74.新幹線内を静粛にさせよ

 東北新幹線のグリーン車は列車の中ほどの七号皐。僕は扉から二列目に座り、目を閉じて眠ろうとした。
 前夜は仕事でほとんど眠れず、今夜は地方でリサイタル。何とか眠らないと良い声は出ない。
 ところが、上野を出たとたんから自動扉はひっきりなしに開閉、修学旅行の高校生たちがゾロゾロ列をなして移動し始めた。よく見ると一度通過した生徒たちは皆また引き返してくる。扉が開いた時に外からカメラのシャッターを押しているものもいたので、振り返ったら野球解説者、元巨人軍の別所投手が乗っていた。
 トイレに行く乗客、ひっきりなしにやってくる売り子がそれに加わる。
 とても眠るどころではない。
 試しにしばらく腕時計の秒針と見比べてみた。なんと、扉が一分以上閉じていることはない。その状態が上野と盛岡の二時間四十六分の間続いた。
 別所さんは無理やり有名税を払わされ、さぞ迷惑していることだろうが、よりお気の毒なのはとばっちりを食った他の乗客、特に扉の前の第一列におられた四人の老夫妻たちであった。
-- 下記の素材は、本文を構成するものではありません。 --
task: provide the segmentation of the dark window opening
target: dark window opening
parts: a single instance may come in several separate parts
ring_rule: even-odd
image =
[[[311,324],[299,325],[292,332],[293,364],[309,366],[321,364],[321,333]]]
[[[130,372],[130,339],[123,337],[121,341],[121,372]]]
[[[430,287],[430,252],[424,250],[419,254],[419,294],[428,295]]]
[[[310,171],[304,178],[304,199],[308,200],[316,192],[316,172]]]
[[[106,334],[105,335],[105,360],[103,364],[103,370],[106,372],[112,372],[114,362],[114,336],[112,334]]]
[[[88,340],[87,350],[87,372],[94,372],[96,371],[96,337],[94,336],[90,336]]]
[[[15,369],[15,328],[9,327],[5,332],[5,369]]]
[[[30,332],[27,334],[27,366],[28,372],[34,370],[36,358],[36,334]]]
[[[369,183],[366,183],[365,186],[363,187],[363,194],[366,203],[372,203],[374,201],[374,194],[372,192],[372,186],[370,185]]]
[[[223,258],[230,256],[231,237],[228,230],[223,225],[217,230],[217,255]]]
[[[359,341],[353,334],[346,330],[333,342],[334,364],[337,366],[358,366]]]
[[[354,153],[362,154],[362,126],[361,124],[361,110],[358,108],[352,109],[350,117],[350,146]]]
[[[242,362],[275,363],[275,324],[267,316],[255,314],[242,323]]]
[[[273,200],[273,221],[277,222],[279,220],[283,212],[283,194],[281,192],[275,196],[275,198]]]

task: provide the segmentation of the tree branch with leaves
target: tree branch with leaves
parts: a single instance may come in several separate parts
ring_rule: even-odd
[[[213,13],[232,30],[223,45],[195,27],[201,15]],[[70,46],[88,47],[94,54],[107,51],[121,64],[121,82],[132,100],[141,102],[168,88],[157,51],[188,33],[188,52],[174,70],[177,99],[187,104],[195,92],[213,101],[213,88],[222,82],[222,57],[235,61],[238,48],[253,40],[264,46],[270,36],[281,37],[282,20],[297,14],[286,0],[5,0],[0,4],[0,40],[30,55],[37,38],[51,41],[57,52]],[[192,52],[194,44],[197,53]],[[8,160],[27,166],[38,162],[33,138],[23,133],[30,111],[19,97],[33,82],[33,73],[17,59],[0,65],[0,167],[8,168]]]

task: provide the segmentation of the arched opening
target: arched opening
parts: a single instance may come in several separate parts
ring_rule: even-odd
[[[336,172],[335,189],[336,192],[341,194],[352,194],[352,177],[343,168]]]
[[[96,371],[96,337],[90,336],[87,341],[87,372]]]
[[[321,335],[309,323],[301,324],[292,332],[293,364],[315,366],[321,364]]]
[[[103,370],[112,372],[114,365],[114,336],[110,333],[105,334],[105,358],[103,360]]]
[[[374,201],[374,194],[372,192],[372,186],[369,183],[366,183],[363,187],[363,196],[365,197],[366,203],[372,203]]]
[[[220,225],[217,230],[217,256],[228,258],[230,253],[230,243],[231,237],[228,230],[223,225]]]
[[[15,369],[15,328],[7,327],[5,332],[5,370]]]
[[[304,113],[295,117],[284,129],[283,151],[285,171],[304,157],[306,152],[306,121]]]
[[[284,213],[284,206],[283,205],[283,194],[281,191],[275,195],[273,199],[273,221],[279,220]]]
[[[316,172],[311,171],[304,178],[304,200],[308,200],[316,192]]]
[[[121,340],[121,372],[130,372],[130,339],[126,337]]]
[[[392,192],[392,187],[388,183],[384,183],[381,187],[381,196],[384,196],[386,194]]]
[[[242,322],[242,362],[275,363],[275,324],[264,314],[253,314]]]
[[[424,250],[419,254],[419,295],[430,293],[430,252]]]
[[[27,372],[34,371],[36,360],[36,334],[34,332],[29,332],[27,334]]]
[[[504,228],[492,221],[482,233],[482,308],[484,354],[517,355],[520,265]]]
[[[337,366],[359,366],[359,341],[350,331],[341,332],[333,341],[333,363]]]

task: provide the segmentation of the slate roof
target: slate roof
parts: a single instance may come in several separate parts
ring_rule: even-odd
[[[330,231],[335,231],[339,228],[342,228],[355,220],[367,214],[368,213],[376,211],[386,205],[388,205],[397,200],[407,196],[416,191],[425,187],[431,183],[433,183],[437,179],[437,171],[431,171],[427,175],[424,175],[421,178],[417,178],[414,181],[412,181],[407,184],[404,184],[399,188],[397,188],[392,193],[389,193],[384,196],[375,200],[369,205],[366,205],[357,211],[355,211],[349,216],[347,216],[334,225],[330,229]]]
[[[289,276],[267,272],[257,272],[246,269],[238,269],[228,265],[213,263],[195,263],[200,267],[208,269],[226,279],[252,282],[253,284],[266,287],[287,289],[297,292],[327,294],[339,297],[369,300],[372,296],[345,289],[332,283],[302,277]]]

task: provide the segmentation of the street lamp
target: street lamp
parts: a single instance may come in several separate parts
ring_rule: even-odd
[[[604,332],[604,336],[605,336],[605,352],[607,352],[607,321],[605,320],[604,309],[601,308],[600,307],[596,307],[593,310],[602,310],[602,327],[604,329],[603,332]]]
 他の新幹線でもグリーン車は常に列車の中ほどに位置していて、有名人探しの子供や、やじ馬、形だけは扉の前で頭を下げるが、寝ている乗客がいても平気で大声をあげ、土産物を売る物売りたちの通過場となっている。JRさん、なぜグリーン車を最前部または最後部におかないのですか?
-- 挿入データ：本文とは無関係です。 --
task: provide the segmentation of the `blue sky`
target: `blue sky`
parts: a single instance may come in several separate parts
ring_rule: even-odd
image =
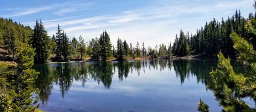
[[[69,37],[86,41],[106,30],[115,45],[117,36],[135,45],[172,44],[180,29],[195,33],[207,21],[232,16],[236,9],[247,17],[253,0],[1,0],[0,17],[33,26],[41,19],[49,35],[58,24]]]

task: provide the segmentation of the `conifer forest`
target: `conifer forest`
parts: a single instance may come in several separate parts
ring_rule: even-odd
[[[96,37],[84,36],[90,28],[75,36],[61,19],[48,29],[51,20],[40,14],[23,23],[0,11],[0,112],[256,112],[256,2],[244,1],[251,12],[213,14],[153,44],[152,37],[125,38],[105,27]]]

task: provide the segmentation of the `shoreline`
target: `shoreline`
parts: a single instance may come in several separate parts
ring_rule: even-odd
[[[161,57],[156,58],[152,58],[151,57],[149,56],[144,57],[139,57],[135,58],[133,58],[133,57],[128,57],[127,59],[125,60],[116,60],[116,58],[114,58],[106,60],[91,60],[90,57],[87,57],[85,60],[72,60],[72,61],[51,61],[49,62],[46,63],[73,63],[73,62],[94,62],[94,61],[118,61],[118,60],[154,60],[154,59],[214,59],[216,58],[216,57],[210,57],[209,56],[205,56],[203,55],[190,55],[187,56],[183,56],[183,57],[180,57],[180,56],[171,56],[169,58],[165,57]],[[7,64],[9,64],[11,65],[16,65],[17,63],[14,61],[4,61],[0,60],[0,64],[3,63],[6,63]],[[40,63],[35,63],[35,64],[40,64]]]
[[[106,60],[90,60],[89,59],[85,60],[78,60],[78,61],[55,61],[55,62],[49,62],[46,63],[73,63],[73,62],[95,62],[95,61],[119,61],[119,60],[150,60],[154,59],[211,59],[211,58],[216,58],[214,57],[202,57],[201,55],[194,55],[188,56],[171,56],[170,57],[160,57],[156,58],[152,58],[149,57],[138,57],[133,58],[132,57],[128,57],[128,58],[125,60],[116,60],[116,58],[109,59]]]

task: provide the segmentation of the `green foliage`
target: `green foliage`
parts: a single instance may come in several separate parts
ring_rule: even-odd
[[[117,38],[116,43],[116,57],[118,59],[124,60],[125,59],[125,51],[122,40],[119,37]]]
[[[45,63],[48,61],[50,53],[50,39],[44,29],[41,20],[36,21],[32,36],[32,47],[35,48],[34,57],[36,63]]]
[[[34,64],[34,52],[35,49],[32,48],[32,45],[27,43],[20,43],[17,49],[18,65],[14,74],[16,82],[12,86],[9,86],[11,87],[9,88],[10,90],[0,95],[1,112],[33,112],[38,107],[39,104],[35,104],[39,98],[34,94],[39,94],[39,89],[34,90],[29,87],[29,85],[34,82],[39,74],[31,69]],[[1,75],[6,73],[1,73]],[[13,75],[12,73],[9,74]]]
[[[92,39],[92,49],[93,49],[93,57],[92,57],[96,59],[96,60],[99,60],[101,55],[101,48],[99,40],[98,38],[95,38]]]
[[[101,47],[101,57],[103,60],[107,59],[108,57],[112,56],[112,45],[110,37],[107,31],[103,32],[100,35],[99,41]]]
[[[86,53],[86,47],[84,44],[84,41],[80,35],[79,37],[79,51],[80,52],[80,57],[81,60],[82,60],[83,56],[85,53]]]
[[[67,60],[68,56],[70,55],[69,51],[70,43],[68,40],[69,39],[67,36],[66,33],[64,33],[64,30],[62,30],[62,55],[64,57],[64,60]]]
[[[198,112],[209,112],[209,106],[200,99],[200,101],[198,102],[197,109]]]
[[[14,27],[7,26],[6,32],[4,35],[5,49],[7,50],[9,54],[12,54],[13,60],[18,46],[17,33]]]
[[[239,51],[242,59],[247,61],[256,61],[256,51],[253,45],[250,44],[245,39],[233,32],[230,37],[234,42],[234,48]]]
[[[52,36],[50,39],[49,44],[51,53],[52,55],[55,54],[57,49],[57,44],[56,43],[56,38],[54,34],[52,35]]]
[[[62,42],[61,31],[62,30],[61,28],[59,25],[58,25],[58,29],[56,33],[56,42],[57,43],[57,49],[56,50],[56,57],[58,59],[61,58],[61,51],[62,50]]]
[[[16,33],[15,34],[16,40],[28,42],[30,40],[30,37],[33,32],[29,26],[24,26],[20,23],[12,21],[11,19],[8,20],[0,17],[0,45],[3,43],[6,39],[5,35],[11,33],[9,32],[9,29],[8,29],[10,28]]]

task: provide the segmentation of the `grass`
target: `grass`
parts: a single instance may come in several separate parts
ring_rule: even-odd
[[[35,110],[35,112],[46,112],[44,111],[43,110],[39,109],[36,109]]]

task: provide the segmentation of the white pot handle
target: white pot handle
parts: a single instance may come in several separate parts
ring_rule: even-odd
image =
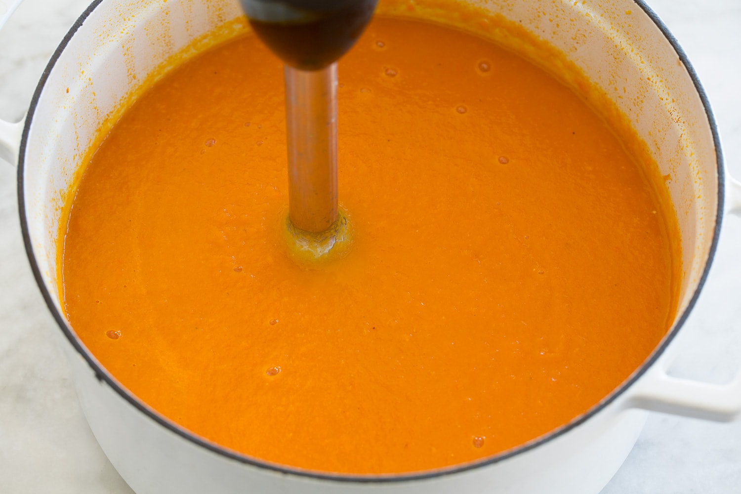
[[[23,0],[0,0],[0,29]],[[13,163],[18,158],[24,122],[13,124],[0,120],[0,158]]]
[[[727,213],[741,216],[741,181],[728,176]],[[741,370],[728,384],[674,378],[654,366],[636,384],[629,406],[728,422],[741,416]]]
 衝突事故の時、今のグリーン車の位置が一番安全だからという説を聞いたことがあるが、人命にかかわることを料金の差で区別するのは不愉快である。
 乗車下車のためホームの一番便利な位置になるようにしてあるともいうが、少々の距離を余分に歩いても、僕は安静なグリーン車の方がはるかに良いと思う。
 グリーン車だけでなく全乗客へ今すぐにできるサービスの改善、それは頭など下げなくてもよいから、売り子たちをもうすこし静かにさせることである。